Tuesday, February 04, 2014

Just In Case…

When I was living on my own my collection of clothes grew to a point where in my bureau my male clothes were in just one draw and my closet was about only ¼ male clothes. I thought one day what would happen if something happened to me and my parents found all my clothes?

So I wrote them a letter and left it in the bottom of the bureau draw…
Because what you have found, I think I owe you an explanation. It was my little secret. Nobody knew about it. I keep it a secret since the early sixties. I started cross-dressing after the seventh grade. Do you remember the seventh grade initiation at St. Paul’s school? Where we had to ware short skirts and high heels, well that start it off. I have been doing it off and on ever since.

Even before that I remember strangers always asking “don’t you wish that you had a little girl” and I remember praying at night to wake up as a girl.

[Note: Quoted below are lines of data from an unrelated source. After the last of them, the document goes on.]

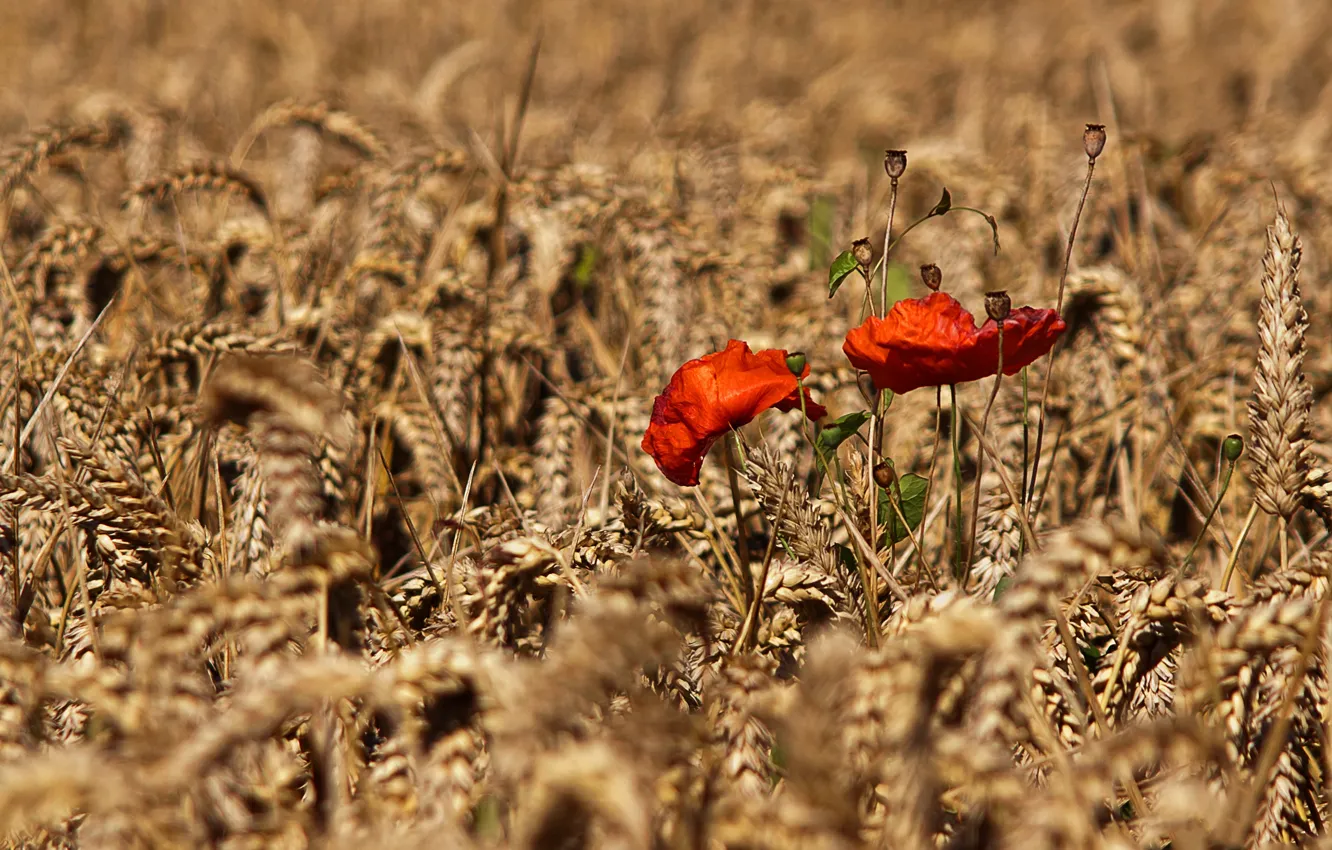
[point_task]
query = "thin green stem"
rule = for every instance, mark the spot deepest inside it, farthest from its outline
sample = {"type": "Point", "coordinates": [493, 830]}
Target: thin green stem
{"type": "Point", "coordinates": [959, 569]}
{"type": "Point", "coordinates": [1059, 307]}
{"type": "Point", "coordinates": [742, 533]}
{"type": "Point", "coordinates": [1239, 544]}
{"type": "Point", "coordinates": [887, 247]}
{"type": "Point", "coordinates": [981, 465]}
{"type": "Point", "coordinates": [1211, 514]}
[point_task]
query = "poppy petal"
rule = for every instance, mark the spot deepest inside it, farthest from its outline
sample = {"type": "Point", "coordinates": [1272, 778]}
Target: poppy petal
{"type": "Point", "coordinates": [933, 341]}
{"type": "Point", "coordinates": [713, 395]}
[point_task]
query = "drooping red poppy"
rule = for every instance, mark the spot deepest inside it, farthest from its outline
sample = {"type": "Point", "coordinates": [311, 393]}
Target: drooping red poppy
{"type": "Point", "coordinates": [934, 340]}
{"type": "Point", "coordinates": [713, 395]}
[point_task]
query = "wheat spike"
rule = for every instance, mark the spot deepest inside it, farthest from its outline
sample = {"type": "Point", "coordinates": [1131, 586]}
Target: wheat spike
{"type": "Point", "coordinates": [1279, 412]}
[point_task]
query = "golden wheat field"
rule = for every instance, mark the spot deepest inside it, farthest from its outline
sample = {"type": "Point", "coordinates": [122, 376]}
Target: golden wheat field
{"type": "Point", "coordinates": [429, 425]}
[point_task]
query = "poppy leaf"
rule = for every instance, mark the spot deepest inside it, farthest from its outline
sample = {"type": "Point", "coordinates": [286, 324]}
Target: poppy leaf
{"type": "Point", "coordinates": [838, 432]}
{"type": "Point", "coordinates": [911, 488]}
{"type": "Point", "coordinates": [842, 267]}
{"type": "Point", "coordinates": [943, 205]}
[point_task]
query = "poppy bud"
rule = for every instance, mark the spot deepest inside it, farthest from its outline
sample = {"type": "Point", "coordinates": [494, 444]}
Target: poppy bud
{"type": "Point", "coordinates": [795, 363]}
{"type": "Point", "coordinates": [885, 474]}
{"type": "Point", "coordinates": [998, 305]}
{"type": "Point", "coordinates": [866, 385]}
{"type": "Point", "coordinates": [1094, 140]}
{"type": "Point", "coordinates": [1232, 448]}
{"type": "Point", "coordinates": [931, 276]}
{"type": "Point", "coordinates": [863, 252]}
{"type": "Point", "coordinates": [895, 163]}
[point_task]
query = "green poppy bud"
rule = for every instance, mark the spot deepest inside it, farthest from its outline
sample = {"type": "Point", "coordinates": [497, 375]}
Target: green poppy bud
{"type": "Point", "coordinates": [1232, 448]}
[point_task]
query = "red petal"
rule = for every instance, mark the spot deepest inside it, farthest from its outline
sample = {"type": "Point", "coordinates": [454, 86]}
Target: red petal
{"type": "Point", "coordinates": [713, 395]}
{"type": "Point", "coordinates": [933, 341]}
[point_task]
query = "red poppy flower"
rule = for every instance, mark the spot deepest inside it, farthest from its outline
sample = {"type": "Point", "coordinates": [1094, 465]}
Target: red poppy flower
{"type": "Point", "coordinates": [934, 340]}
{"type": "Point", "coordinates": [713, 395]}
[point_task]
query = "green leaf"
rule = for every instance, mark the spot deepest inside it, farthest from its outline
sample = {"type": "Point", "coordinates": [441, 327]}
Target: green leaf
{"type": "Point", "coordinates": [838, 432]}
{"type": "Point", "coordinates": [822, 212]}
{"type": "Point", "coordinates": [585, 265]}
{"type": "Point", "coordinates": [911, 488]}
{"type": "Point", "coordinates": [843, 265]}
{"type": "Point", "coordinates": [943, 205]}
{"type": "Point", "coordinates": [846, 557]}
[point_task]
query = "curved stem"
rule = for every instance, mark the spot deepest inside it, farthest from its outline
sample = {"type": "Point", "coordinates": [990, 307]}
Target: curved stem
{"type": "Point", "coordinates": [742, 533]}
{"type": "Point", "coordinates": [1239, 544]}
{"type": "Point", "coordinates": [1211, 514]}
{"type": "Point", "coordinates": [1059, 307]}
{"type": "Point", "coordinates": [981, 461]}
{"type": "Point", "coordinates": [887, 248]}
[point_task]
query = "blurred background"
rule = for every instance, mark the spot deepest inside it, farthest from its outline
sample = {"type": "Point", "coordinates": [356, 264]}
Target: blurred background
{"type": "Point", "coordinates": [823, 81]}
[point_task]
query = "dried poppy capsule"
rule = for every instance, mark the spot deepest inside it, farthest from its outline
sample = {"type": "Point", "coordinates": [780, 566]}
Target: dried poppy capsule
{"type": "Point", "coordinates": [998, 305]}
{"type": "Point", "coordinates": [863, 252]}
{"type": "Point", "coordinates": [934, 340]}
{"type": "Point", "coordinates": [885, 474]}
{"type": "Point", "coordinates": [714, 395]}
{"type": "Point", "coordinates": [1094, 140]}
{"type": "Point", "coordinates": [931, 276]}
{"type": "Point", "coordinates": [895, 163]}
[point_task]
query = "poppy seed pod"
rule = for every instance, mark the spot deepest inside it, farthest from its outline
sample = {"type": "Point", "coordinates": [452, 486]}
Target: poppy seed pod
{"type": "Point", "coordinates": [1094, 140]}
{"type": "Point", "coordinates": [998, 305]}
{"type": "Point", "coordinates": [895, 163]}
{"type": "Point", "coordinates": [931, 276]}
{"type": "Point", "coordinates": [709, 397]}
{"type": "Point", "coordinates": [869, 391]}
{"type": "Point", "coordinates": [863, 252]}
{"type": "Point", "coordinates": [795, 364]}
{"type": "Point", "coordinates": [1232, 448]}
{"type": "Point", "coordinates": [885, 474]}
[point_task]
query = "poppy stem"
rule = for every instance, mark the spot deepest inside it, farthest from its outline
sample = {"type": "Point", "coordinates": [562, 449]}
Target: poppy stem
{"type": "Point", "coordinates": [1211, 514]}
{"type": "Point", "coordinates": [934, 453]}
{"type": "Point", "coordinates": [741, 532]}
{"type": "Point", "coordinates": [887, 247]}
{"type": "Point", "coordinates": [959, 569]}
{"type": "Point", "coordinates": [981, 464]}
{"type": "Point", "coordinates": [1059, 305]}
{"type": "Point", "coordinates": [1026, 444]}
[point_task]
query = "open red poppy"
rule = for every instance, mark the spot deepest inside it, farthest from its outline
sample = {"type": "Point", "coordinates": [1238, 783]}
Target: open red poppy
{"type": "Point", "coordinates": [713, 395]}
{"type": "Point", "coordinates": [934, 340]}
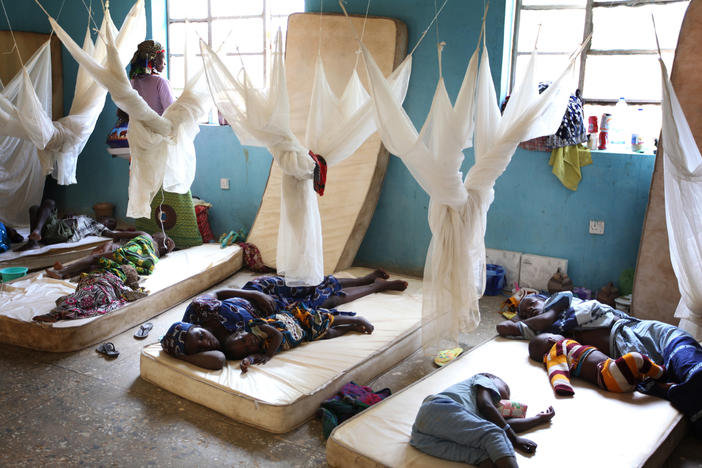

But, the trigger was the seventh grade initiation. When I looked in the mirror I saw a “little girl.” I started dressing up, at first it was….well I liked looking in the mirror it was just fun. Just something to do, I didn’t think it was wrong or different. I even gave myself a name “Diana.” Then I was doing it more and more.

When you were away getting your allergy shots, I use to get dressed up. Many time I tried to stop, but I always started again. I use to cry myself to sleep saying that “I want to be a girl.” I continued cross-dressing ever since and have keep it a secret

I hope that you will try to understand and not feel that it was in any way due to something that did that cause me to do this. Don’t blame yourself! It is something that happened. Please try to understand.
My parents passed away before I came out so I never needed my letter.

Every time they came over my house I always worried that they would find my clothes, that she would open my bureau draw or open the closet door; if she did, she never said anything about it to me. I think that my mother knew about my little habit but I don’t know if my father knew.